Gorufu, littleman, Air, SugarKane? You guys see any errors or better ways to do this....anybody got a bot to add....before I stick this in every site I manage.
Feel free to use this on your own site and start blocking bots too.
(the top part is left out)<Files .htaccess>
deny from all
</Files>
RewriteEngine on
RewriteBase /
RewriteCond %{HTTP_USER_AGENT} ^EmailSiphon [OR]
RewriteCond %{HTTP_USER_AGENT} ^EmailWolf [OR]
RewriteCond %{HTTP_USER_AGENT} ^ExtractorPro [OR]
RewriteCond %{HTTP_USER_AGENT} ^Mozilla.*NEWT [OR]
RewriteCond %{HTTP_USER_AGENT} ^Crescent [OR]
RewriteCond %{HTTP_USER_AGENT} ^CherryPicker [OR]
RewriteCond %{HTTP_USER_AGENT} ^[Ww]eb[Bb]andit [OR]
RewriteCond %{HTTP_USER_AGENT} ^WebEMailExtrac.* [OR]
RewriteCond %{HTTP_USER_AGENT} ^NICErsPRO [OR]
RewriteCond %{HTTP_USER_AGENT} ^Teleport [OR]
RewriteCond %{HTTP_USER_AGENT} ^Zeus.*Webster [OR]
RewriteCond %{HTTP_USER_AGENT} ^Microsoft.URL [OR]
RewriteCond %{HTTP_USER_AGENT} ^Wget [OR]
RewriteCond %{HTTP_USER_AGENT} ^LinkWalker [OR]

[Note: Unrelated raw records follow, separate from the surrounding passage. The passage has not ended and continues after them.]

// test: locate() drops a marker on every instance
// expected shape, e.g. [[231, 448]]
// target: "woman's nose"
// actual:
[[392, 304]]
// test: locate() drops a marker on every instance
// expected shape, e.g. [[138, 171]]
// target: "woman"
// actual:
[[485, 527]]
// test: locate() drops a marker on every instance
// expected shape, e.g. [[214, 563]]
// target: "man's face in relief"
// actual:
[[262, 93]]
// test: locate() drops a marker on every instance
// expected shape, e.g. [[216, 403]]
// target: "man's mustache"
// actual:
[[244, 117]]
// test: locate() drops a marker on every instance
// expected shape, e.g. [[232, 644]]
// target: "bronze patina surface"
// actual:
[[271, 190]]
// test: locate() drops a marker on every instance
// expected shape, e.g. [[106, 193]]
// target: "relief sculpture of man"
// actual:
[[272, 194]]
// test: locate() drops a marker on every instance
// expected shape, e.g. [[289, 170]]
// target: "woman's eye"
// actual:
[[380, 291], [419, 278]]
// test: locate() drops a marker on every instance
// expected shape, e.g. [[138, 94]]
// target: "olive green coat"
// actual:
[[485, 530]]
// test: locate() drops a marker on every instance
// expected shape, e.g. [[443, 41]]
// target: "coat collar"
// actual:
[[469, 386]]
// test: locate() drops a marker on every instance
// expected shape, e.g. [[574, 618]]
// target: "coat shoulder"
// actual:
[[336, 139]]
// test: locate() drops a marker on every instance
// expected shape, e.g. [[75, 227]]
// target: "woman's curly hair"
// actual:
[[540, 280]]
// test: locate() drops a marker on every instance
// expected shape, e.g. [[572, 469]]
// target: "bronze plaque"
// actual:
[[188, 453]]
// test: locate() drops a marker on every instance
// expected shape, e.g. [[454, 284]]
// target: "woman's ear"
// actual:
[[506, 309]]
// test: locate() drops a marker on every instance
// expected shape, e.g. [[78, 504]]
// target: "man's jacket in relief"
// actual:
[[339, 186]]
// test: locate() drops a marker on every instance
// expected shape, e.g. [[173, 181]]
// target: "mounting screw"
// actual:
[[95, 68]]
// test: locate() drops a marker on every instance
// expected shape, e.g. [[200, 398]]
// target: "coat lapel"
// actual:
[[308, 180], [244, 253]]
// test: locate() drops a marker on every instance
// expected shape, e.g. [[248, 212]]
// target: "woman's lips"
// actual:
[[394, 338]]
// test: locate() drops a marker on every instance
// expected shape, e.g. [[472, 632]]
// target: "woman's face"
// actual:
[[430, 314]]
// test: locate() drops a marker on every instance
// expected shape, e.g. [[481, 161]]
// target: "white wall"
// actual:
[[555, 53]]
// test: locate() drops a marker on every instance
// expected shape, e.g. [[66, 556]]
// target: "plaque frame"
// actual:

RewriteCond %{HTTP_USER_AGENT} ^sitecheck.internetseer.com [OR]
RewriteCond %{HTTP_USER_AGENT} ^ia_archiver [OR]
RewriteCond %{HTTP_USER_AGENT} ^DIIbot [OR]
RewriteCond %{HTTP_USER_AGENT} ^psbot [OR]
RewriteCond %{HTTP_USER_AGENT} ^EmailCollector
RewriteRule ^.* - [F]
RewriteCond %{HTTP_REFERER} ^http://www.iaea.org$
RewriteRule !^http://[^/.]\.your-site.com.* - [F]
Wouldn't it be easier to just write the .htaccess on what to allow, instead of what to deny?
As with the distiction of rights and liberties in basic human rights and with the question of your default policy in firewalls this is a question of what you want to prevail in new cases and in cases of doubt.
Monarchies, even constitutional ones, often are liberties based. Everything is forbidden (not only in the sense of criminal law) until allowed. E.g this was the case in the UK. This changed slightly with the passing of the Human Rights Act 1998. In countries with a rights based law systems everything is allowed until explicitly forbidden. Article 2 of the German contitutes that everybody can do as he pleases. The 10th Amendment to the US constitution states that all powers not delegated to the US or the states remain with the people.
If a new situation arises in a liberties based rights system, it is forbidden while it is allowed in a rights based one. The former is way more restrictive than the latter and not in accordance with the image of an autonomous, intelligent individual or prospective purposive agent.
The same goes for the question of whether you want to deny everybody and allow only certain user agents. It is always quite helpful to think about the consequences of an error in your system (Fehlerfolge).
Deny all: If you miss an UA (you don´t allow access) that UA will not be able to access your site.
Allow all: If you miss an UA (you don´t block it) that UA will be allowed.
Which consequence is the worst depends on your default policy. Would you rather have people see your content or not. In case of the former it is better to allow access to a UA that you don´t want to allow. In the latter case it is better to block more UAs than less.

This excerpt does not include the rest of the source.